Para o economista Marcos Mendes, pesquisador associado do Insper e colunista da Folha, o risco agora é que há interesses muito fragmentados de grupos políticos e econômicos em busca de auxílios e aumentos de gastos, que podem vir a comprometer o controle da dívida e da inflação no pós-pandemia.

“No Legislativo, vemos uma pressão desorganizada por novos gastos, mas sem foco no desenho de políticas. No Executivo, há muita descoordenação e iniciativas, como na ala militar, por mais despesas e investimentos sem as receitas correspondentes.”

Um ponto a favor, segundo Mendes, é que a arrecadação tributária parece estar voltando com mais força do que o inicialmente previsto. Mas isso não garantiria a sustentabilidade das contas públicas no médio prazo se os gastos crescerem muito mais.

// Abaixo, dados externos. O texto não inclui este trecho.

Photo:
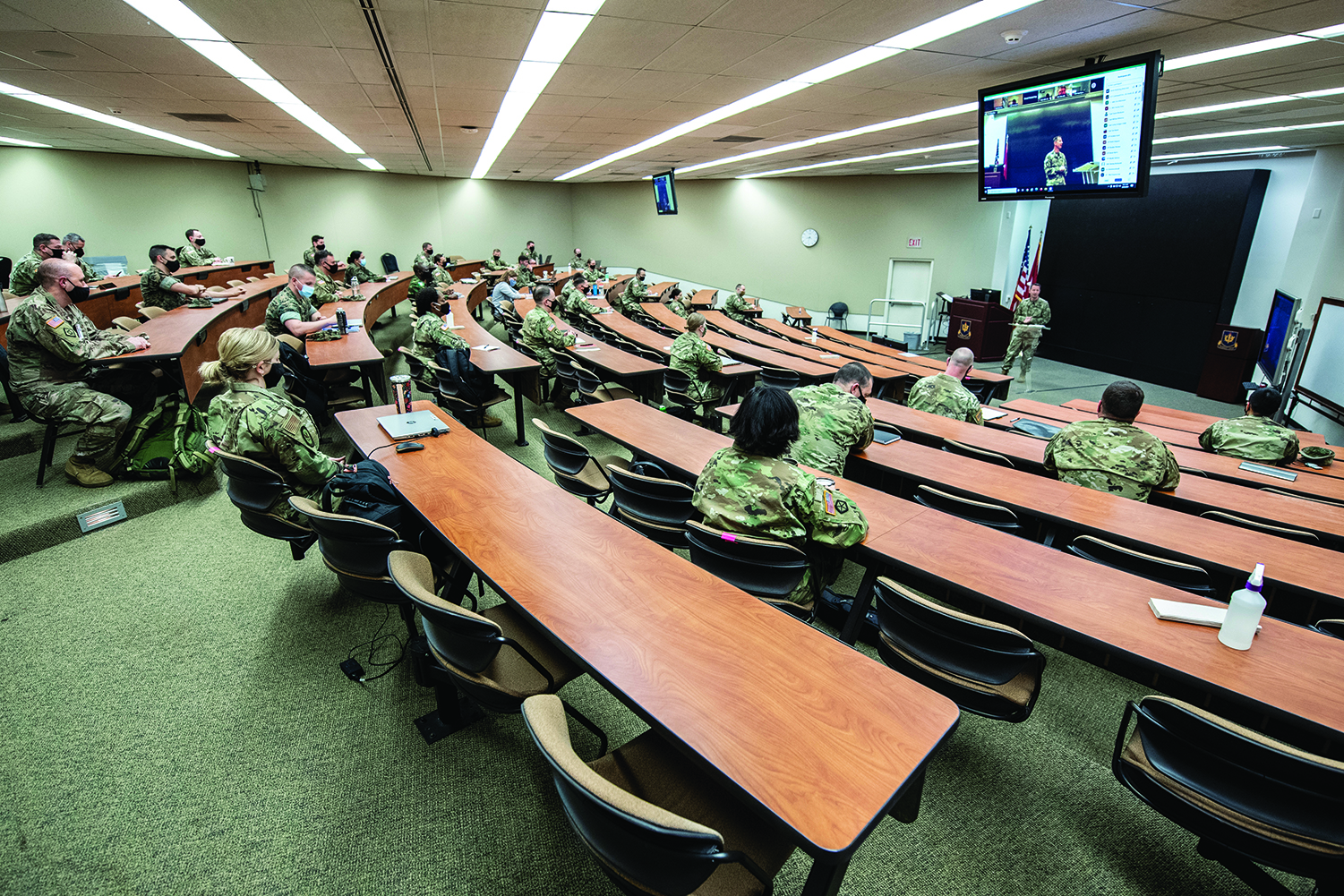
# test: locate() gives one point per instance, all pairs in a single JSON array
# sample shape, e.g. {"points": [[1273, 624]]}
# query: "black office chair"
{"points": [[1169, 573], [655, 507], [775, 376], [710, 844], [356, 551], [574, 469], [762, 567], [1250, 799], [467, 654], [1255, 525], [987, 668], [255, 490], [980, 512], [952, 446]]}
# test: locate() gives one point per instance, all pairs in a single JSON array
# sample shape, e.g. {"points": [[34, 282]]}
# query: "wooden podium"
{"points": [[981, 327]]}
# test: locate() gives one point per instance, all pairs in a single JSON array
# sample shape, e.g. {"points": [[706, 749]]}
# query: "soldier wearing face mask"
{"points": [[51, 344], [195, 254], [160, 289], [292, 311]]}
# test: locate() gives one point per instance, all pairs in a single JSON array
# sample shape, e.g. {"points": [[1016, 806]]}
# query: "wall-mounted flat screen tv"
{"points": [[1080, 133]]}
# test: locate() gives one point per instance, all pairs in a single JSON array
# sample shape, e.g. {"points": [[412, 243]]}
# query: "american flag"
{"points": [[1024, 276]]}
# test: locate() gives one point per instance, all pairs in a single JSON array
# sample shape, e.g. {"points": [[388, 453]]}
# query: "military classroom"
{"points": [[963, 688]]}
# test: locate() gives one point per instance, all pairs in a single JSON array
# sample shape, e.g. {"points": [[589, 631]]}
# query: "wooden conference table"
{"points": [[1293, 675], [724, 676], [185, 337], [356, 349], [1194, 492]]}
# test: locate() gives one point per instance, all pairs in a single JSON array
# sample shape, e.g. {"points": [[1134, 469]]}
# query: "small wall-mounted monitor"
{"points": [[664, 192], [1281, 313], [1080, 133]]}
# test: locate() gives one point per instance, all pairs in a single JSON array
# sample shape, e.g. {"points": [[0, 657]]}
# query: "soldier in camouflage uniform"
{"points": [[292, 309], [1254, 437], [542, 333], [311, 255], [738, 306], [23, 278], [425, 255], [160, 289], [834, 419], [195, 254], [751, 490], [942, 394], [1112, 455], [358, 262], [692, 356], [261, 424], [74, 243], [1032, 309], [51, 343], [672, 298], [1057, 164], [573, 300]]}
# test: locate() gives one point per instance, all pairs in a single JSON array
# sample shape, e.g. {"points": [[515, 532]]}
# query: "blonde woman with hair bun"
{"points": [[252, 419]]}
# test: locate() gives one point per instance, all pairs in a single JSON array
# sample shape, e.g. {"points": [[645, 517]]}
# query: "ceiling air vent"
{"points": [[214, 117]]}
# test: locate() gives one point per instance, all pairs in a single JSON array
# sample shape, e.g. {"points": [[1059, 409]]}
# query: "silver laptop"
{"points": [[410, 426]]}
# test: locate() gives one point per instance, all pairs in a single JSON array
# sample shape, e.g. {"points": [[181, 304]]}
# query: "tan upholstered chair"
{"points": [[683, 832]]}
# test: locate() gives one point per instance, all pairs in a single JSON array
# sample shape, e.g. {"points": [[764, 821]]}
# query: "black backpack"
{"points": [[366, 492], [469, 383]]}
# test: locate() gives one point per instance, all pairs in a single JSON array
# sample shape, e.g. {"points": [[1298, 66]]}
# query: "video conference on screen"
{"points": [[1073, 134]]}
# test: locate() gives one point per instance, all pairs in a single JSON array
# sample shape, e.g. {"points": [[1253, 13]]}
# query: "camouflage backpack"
{"points": [[167, 440]]}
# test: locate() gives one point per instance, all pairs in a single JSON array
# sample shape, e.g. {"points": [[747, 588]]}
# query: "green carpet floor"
{"points": [[174, 721]]}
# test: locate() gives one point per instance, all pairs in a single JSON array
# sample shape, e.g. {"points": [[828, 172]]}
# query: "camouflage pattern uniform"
{"points": [[737, 306], [50, 348], [433, 333], [772, 499], [694, 357], [156, 289], [945, 397], [1057, 166], [1113, 457], [193, 255], [542, 333], [1252, 438], [263, 426], [287, 306], [574, 303], [831, 422], [1024, 340], [23, 278]]}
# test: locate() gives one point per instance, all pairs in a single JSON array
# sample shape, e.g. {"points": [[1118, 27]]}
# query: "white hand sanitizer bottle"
{"points": [[1244, 613]]}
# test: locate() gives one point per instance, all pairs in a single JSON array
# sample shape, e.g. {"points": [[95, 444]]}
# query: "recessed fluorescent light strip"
{"points": [[23, 142], [1245, 133], [61, 105], [859, 158], [1220, 152], [560, 29], [917, 37], [180, 21], [941, 164]]}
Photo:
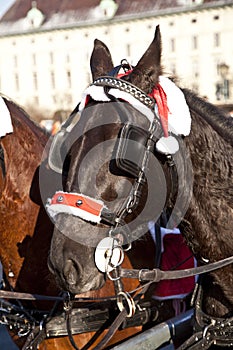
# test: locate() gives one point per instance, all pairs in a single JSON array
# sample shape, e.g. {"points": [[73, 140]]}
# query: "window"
{"points": [[172, 45], [68, 75], [51, 57], [216, 39], [128, 50], [35, 82], [194, 42], [34, 59], [16, 82], [15, 61], [52, 77], [173, 68]]}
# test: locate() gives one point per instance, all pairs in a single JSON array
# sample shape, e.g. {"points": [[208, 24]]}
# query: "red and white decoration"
{"points": [[5, 124], [76, 204]]}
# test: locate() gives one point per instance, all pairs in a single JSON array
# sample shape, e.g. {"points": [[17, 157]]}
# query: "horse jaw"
{"points": [[71, 260]]}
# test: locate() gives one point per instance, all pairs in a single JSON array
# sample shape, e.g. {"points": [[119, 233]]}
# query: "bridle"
{"points": [[119, 237]]}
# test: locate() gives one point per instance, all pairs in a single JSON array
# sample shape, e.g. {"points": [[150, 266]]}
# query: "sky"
{"points": [[4, 5]]}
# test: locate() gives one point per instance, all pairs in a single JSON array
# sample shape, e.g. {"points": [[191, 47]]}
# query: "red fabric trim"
{"points": [[175, 251], [71, 199], [161, 99]]}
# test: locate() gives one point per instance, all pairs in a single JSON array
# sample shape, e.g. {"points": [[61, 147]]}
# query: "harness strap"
{"points": [[157, 275]]}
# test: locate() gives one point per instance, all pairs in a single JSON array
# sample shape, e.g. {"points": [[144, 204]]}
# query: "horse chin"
{"points": [[73, 280]]}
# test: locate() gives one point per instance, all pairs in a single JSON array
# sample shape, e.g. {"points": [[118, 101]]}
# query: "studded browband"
{"points": [[125, 86]]}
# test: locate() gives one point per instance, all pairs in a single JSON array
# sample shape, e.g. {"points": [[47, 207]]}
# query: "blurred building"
{"points": [[45, 46]]}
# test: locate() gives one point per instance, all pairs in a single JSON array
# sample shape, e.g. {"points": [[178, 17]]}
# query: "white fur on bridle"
{"points": [[179, 119], [5, 124]]}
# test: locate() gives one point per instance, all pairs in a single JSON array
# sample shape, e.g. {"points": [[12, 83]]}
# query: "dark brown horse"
{"points": [[202, 202], [26, 230]]}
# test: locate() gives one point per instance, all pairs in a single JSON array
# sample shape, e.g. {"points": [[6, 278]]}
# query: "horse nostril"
{"points": [[70, 272]]}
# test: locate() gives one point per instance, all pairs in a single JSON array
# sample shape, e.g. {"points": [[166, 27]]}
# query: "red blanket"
{"points": [[175, 256]]}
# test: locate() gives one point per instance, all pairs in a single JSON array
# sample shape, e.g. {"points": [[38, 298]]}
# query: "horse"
{"points": [[25, 239], [118, 177]]}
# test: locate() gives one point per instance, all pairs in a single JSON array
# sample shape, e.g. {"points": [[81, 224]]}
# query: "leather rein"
{"points": [[126, 303], [129, 306]]}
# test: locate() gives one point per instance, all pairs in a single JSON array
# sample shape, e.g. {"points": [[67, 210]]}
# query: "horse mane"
{"points": [[215, 117]]}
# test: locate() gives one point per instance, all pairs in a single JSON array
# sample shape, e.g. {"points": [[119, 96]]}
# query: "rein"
{"points": [[95, 211]]}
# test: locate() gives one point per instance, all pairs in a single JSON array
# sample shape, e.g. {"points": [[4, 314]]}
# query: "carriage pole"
{"points": [[160, 334]]}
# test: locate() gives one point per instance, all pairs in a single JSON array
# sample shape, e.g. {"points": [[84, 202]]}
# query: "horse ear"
{"points": [[146, 73], [101, 60]]}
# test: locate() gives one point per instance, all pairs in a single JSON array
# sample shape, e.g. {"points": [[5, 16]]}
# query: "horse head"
{"points": [[116, 178]]}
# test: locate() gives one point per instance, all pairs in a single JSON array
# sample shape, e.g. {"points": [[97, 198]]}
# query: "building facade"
{"points": [[45, 53]]}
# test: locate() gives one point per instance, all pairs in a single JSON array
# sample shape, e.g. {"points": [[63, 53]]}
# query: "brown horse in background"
{"points": [[26, 230]]}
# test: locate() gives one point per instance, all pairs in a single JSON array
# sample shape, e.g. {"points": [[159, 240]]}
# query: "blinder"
{"points": [[131, 149]]}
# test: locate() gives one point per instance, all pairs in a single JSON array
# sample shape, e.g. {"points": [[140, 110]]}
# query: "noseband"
{"points": [[133, 141]]}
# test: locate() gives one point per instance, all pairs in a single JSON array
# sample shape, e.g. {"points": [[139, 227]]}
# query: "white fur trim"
{"points": [[98, 94], [179, 119], [5, 124], [167, 145]]}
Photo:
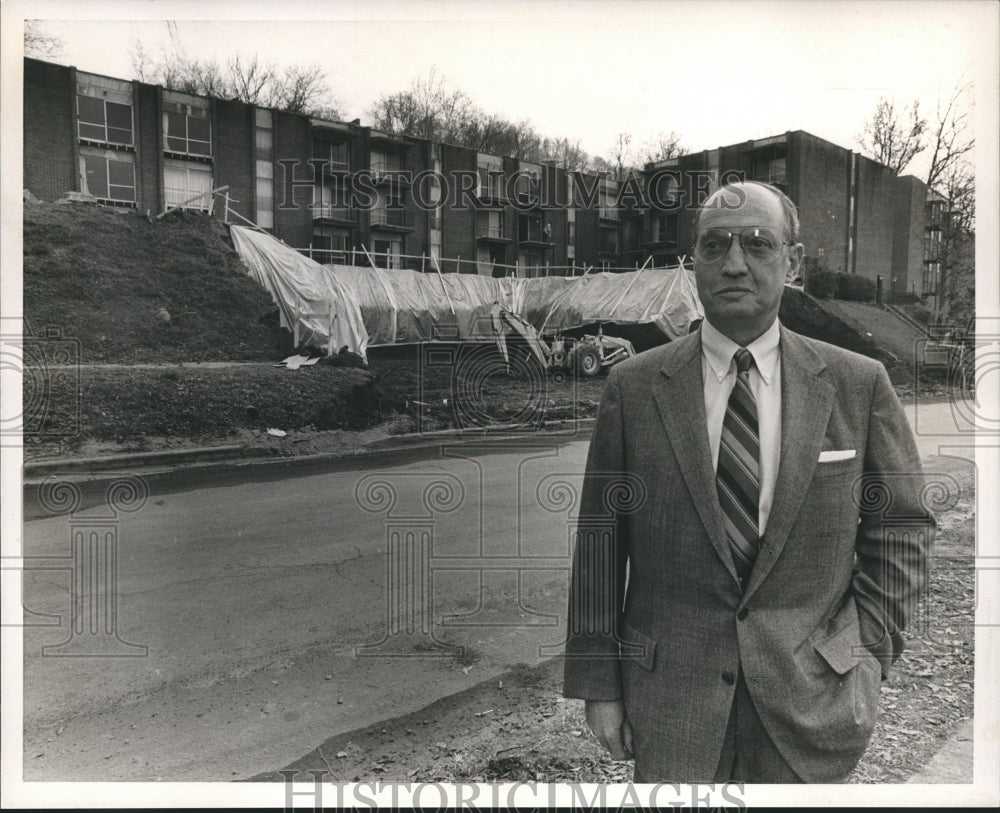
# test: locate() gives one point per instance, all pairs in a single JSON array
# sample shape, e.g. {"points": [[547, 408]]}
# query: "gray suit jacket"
{"points": [[841, 564]]}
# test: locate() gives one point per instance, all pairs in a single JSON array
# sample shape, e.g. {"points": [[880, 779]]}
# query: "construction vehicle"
{"points": [[587, 355]]}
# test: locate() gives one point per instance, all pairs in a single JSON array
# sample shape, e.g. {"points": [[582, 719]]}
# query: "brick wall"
{"points": [[458, 231], [50, 169], [819, 184], [873, 243], [292, 215], [149, 147], [233, 158], [910, 218]]}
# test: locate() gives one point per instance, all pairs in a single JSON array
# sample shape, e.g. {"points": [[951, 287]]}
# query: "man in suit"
{"points": [[751, 535]]}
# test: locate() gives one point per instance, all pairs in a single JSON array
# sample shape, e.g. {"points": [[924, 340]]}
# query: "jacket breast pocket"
{"points": [[637, 647], [835, 467]]}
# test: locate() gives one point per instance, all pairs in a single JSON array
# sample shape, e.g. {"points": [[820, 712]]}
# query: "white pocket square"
{"points": [[837, 454]]}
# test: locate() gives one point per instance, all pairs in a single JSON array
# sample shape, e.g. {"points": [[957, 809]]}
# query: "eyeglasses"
{"points": [[759, 243]]}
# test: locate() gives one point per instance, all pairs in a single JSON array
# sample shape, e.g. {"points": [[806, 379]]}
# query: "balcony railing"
{"points": [[532, 234], [492, 231], [344, 214], [393, 218], [494, 190], [385, 170]]}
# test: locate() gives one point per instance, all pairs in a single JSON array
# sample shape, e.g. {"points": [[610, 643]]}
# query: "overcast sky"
{"points": [[715, 72]]}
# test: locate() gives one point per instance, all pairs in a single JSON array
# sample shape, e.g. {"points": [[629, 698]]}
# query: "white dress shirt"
{"points": [[719, 374]]}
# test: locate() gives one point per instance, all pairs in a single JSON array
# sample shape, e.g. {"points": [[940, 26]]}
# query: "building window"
{"points": [[489, 224], [336, 155], [104, 110], [385, 162], [665, 228], [183, 181], [531, 229], [104, 121], [932, 245], [331, 199], [330, 245], [490, 169], [932, 274], [387, 253], [607, 195], [108, 176], [187, 129], [607, 241], [263, 147]]}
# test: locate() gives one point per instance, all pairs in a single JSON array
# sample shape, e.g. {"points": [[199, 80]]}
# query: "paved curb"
{"points": [[952, 764], [247, 455]]}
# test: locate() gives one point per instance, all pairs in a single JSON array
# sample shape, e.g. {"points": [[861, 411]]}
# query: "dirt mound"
{"points": [[130, 289], [806, 315]]}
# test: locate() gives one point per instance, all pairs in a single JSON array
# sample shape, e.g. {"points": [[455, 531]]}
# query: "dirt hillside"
{"points": [[132, 290]]}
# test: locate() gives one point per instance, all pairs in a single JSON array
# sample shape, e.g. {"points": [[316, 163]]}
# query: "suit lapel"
{"points": [[806, 402], [680, 398]]}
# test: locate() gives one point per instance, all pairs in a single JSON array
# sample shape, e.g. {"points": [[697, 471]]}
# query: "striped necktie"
{"points": [[738, 475]]}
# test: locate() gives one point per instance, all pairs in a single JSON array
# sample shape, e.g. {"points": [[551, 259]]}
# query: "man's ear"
{"points": [[794, 262]]}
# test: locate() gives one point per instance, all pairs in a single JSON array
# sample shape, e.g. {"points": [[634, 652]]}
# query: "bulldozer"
{"points": [[587, 355]]}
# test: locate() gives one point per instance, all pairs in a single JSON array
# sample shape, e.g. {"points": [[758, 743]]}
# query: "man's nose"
{"points": [[734, 262]]}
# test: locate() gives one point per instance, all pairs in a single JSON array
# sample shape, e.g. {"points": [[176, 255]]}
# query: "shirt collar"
{"points": [[718, 349]]}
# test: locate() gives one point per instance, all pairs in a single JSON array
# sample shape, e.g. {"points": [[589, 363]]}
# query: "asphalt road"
{"points": [[251, 599], [249, 620]]}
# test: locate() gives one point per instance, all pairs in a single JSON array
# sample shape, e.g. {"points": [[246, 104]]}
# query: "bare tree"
{"points": [[620, 156], [249, 79], [570, 155], [951, 138], [662, 147], [431, 108], [38, 44], [303, 89], [894, 135]]}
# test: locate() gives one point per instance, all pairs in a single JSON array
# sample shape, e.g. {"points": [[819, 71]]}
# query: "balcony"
{"points": [[336, 215], [491, 193], [492, 233], [388, 172], [391, 220], [533, 236], [608, 215]]}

“O ideal seria aprovarmos pelo menos duas ou três reformas, mesmo que modestas, para dar uma sinalização positiva. Mas não vejo esse governo como reformista, pelo contrário”, afirma.

No mínimo, o que os economistas sugerem é segurar as despesas com o funcionalismo público, limitando contratações e bloqueando aumentos salariais, tentar privatizar alguns ativos, simplificar o sistema tributário e rever uma série de créditos subsidiados e incentivos a determinados grupos.